Brief Aftermaths
Zipped it up in a bag and dumped it in the trash — a daykid. Just testing being a parent. He wasn’t good. He took a swig of SorrowDump and wondered why they couldn’t make it chocolate flavoured instead of sad lemon. The smile crept back onto his face, but it felt artificial.
The fleshpress in the bedroom was also in meltdown after last night. He couldn’t afford a reconsitute protocol so all these throwaways would litter his days in brief aftermaths. Nothing had any real permanence in his life.

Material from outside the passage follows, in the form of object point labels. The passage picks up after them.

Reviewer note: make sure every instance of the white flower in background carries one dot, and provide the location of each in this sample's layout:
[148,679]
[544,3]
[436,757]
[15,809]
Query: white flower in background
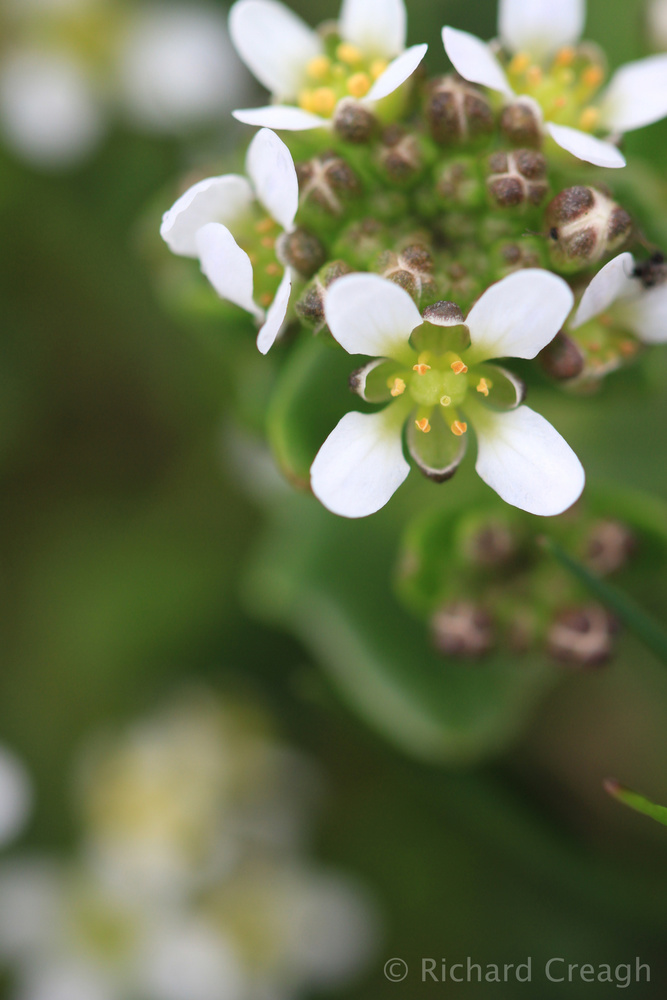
[204,221]
[15,796]
[439,390]
[615,293]
[49,111]
[557,79]
[176,67]
[308,72]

He had a meet today. Not a drop, just a feel-it-out meeting. He’d set up a friend-or-foe handshake with a pretty far-reaching proximity alert.
Who was he today? He knew he’d set up a mask protocol but he wouldn’t know until he looked in the mirror. You had to put some of that outside your own control so that you didn’t start falling into patterns. Patterns were observable and they were the kind of thing that could get you in trouble.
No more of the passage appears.